I found this much more easier to explain if you are just treating the question as an RRE question, and not whatever this video said.
this really took me a while and i was not doing well on previous questions for not reading thoroughly, so i wanted to take my time on this:
the old way says the stars that are far away are 1 billion years old... that is impossible. because i declare that they are further and brighter. but what does that have to do with the conclusion? we have to piece the lack of words we have together.
we can delete A,D,E. because that has nothing to do with what we are talking about. I was stuck on B and C.
B suggests that we are discussing the universe...um okay yes but we are not talking about the quantity of stars in it. Just their BRIGHTNESS and AGE
C- the brighter a star is, the younger it is. Yes because she cannot fathom for them to be 1 billion years old and that far away. She is standing her ground that they are so much brighter than the old opinion and that she disagrees that they can be 1 billion years old.
there is no way they can be older than 1 billion years old! there are no answer choices that suggest that she thinks they are OLDER and BRIGHTER. is kinda how i read it in my mind...i hope this helps those who are confused. it might sound dumb the way i explained, but i really have to dumb it down to understand these. especially the hard ones.
"So the new estimates of these stars' distances from Earth help resolve the earlier conflict between the ages of these stars and the age of the universe."
either the stars are younger than previously thought OR the universe is older than previously thought
we should expect the correct answer to relate the brightness of stars to the age of stars OR to somehow connect their brightness with the age of the universe
only B) and C) are attractive based on the above
C) is exactly what we were looking for
B) is actually not helpful! it works in the opposite direction. If anything, we need the universe to be older than we had thought, not younger.
lol. "(E) feels like it gave up on life."
only knew this because im an astronomy nerd
#feedback
Why answer C is correct has been poorly explained, and this video should be redone with a much more thorough explanation. I largely understand why the other 4 are incorrect, but I do not understand why C is correct.

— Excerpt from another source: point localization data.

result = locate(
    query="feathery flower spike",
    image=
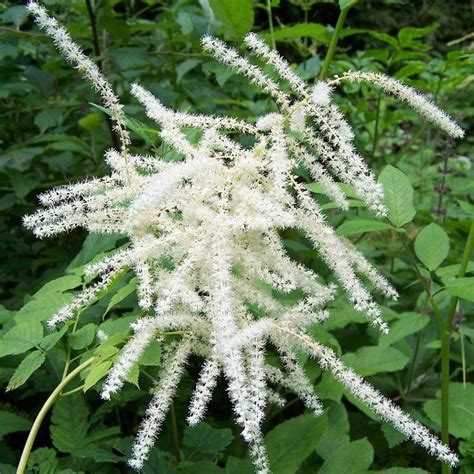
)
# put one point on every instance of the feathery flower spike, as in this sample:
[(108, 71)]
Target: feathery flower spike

#feedback There ABSOLUTELY must be a more clear way to explain the correct answer to this question. There must be a way to more clearly explain the wrong answers as well. If the answer to both of those is no, then at least raise the difficulty meter of the question so that we do not feel like idiots.
Bruh this is so dumb... I knew the brighter the star the younger it is and I chose it but I was like what does this have to do with the conclusion about the universe so I changed it to B ugh
What the no prior knowledge my ass
diabolically worded question.
YUHHHH BRING ME BACK TO RRE! I HATE NA
"Dont bring outside knowledge into the LSAT"

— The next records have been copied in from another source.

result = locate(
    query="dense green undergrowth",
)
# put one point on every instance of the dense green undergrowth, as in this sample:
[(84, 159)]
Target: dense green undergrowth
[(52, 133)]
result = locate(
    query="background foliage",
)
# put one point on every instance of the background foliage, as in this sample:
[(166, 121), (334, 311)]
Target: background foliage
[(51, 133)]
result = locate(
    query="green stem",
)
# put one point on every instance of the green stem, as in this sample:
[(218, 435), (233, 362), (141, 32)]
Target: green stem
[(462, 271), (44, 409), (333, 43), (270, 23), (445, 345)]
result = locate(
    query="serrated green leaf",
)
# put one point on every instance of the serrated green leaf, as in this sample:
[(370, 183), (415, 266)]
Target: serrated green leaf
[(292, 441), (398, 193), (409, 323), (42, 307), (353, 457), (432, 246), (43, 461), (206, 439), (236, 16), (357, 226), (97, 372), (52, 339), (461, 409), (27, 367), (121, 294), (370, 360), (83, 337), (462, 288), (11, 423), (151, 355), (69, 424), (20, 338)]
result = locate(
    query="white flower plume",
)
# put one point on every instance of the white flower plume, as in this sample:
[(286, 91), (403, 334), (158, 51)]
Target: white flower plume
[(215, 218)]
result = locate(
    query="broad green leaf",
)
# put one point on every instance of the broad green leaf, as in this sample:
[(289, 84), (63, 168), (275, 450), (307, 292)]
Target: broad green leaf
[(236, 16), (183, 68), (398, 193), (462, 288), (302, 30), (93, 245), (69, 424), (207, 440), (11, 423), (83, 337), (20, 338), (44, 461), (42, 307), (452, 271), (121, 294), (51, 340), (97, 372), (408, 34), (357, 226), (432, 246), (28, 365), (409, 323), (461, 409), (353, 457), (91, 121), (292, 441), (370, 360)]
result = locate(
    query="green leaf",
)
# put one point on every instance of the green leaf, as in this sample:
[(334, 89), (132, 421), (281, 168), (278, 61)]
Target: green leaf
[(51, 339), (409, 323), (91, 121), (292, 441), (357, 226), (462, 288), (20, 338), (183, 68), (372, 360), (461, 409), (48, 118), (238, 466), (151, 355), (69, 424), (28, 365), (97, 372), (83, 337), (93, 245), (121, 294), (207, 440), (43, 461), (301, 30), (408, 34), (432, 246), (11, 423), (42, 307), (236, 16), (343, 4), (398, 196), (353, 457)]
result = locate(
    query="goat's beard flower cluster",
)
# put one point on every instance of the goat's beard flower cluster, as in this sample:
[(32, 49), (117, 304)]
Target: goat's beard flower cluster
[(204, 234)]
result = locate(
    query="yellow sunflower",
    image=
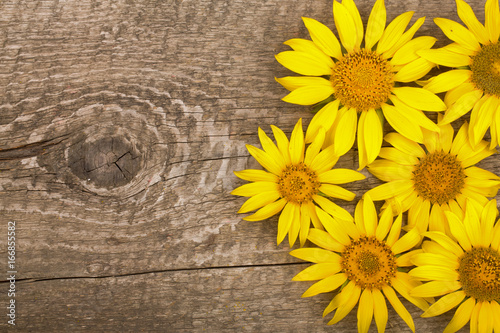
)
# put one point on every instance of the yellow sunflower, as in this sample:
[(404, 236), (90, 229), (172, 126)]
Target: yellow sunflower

"Anyway you really need to consider both the intrinsic AND apparent brightness of stars for this one"
GIRL PLEASE! WHAT THE HALLE BERRYYYYYYY
I think it's time to log off 7sage for the day.

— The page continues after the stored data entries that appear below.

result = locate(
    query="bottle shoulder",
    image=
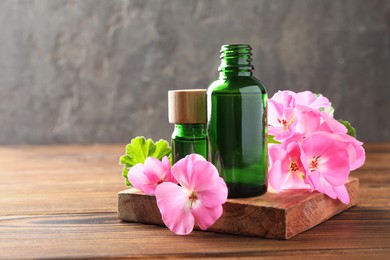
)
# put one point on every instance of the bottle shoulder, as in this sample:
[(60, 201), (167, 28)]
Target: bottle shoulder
[(237, 85)]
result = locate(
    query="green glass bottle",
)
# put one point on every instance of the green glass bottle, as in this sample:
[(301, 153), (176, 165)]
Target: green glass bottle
[(187, 110), (237, 123)]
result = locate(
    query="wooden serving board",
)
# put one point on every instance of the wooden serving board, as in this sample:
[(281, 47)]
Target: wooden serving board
[(272, 215)]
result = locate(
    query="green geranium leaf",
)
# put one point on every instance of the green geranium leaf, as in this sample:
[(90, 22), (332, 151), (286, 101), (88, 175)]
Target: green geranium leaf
[(139, 149), (351, 130), (271, 140)]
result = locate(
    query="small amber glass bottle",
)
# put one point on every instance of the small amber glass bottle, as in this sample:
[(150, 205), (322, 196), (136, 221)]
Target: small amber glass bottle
[(187, 110), (237, 123)]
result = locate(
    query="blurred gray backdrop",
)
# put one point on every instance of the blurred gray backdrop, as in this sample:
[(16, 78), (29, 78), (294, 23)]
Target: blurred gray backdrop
[(99, 71)]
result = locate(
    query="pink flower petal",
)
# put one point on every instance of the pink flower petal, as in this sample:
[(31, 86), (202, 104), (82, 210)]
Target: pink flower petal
[(215, 196), (333, 161), (182, 170), (206, 217), (173, 202)]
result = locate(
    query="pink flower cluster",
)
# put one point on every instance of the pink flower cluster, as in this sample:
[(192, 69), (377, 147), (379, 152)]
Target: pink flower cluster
[(198, 199), (314, 150)]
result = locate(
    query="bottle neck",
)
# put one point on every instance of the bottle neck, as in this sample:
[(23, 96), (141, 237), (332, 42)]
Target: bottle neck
[(235, 61), (195, 130)]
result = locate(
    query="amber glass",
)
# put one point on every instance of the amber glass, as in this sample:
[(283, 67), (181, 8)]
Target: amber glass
[(237, 120)]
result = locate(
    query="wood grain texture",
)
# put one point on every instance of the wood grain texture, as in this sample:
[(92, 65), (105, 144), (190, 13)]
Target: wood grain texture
[(61, 202), (273, 215)]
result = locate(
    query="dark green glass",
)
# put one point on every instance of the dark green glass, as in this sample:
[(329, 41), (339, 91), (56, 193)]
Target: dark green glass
[(187, 139), (237, 124)]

JY we know you had to google intrinsic brightness too, don't pretend
I understand why D is wrong (the answer I chose) but I'm still not following the reasoning behind why C is correct.
ima crash out
Went back between C and D thirty times, settled on D, knew in the back of my head if I switched to C then D would be right. Stayed on D. C was right. Screamed.
Chose D initially, but got C in blind review. Taking this as a win for today.
I think this might be the first answer I got wrong with a low priority, and I just want to say phewwwww
yep, that's enough for the day
"An impossible scenario" is huge here tbh. LSAT writers know very well that you're not supposed to use outside knowledge, so they added that in order to cover the basis and not expect you to make the assumption that the two are incompatible concepts.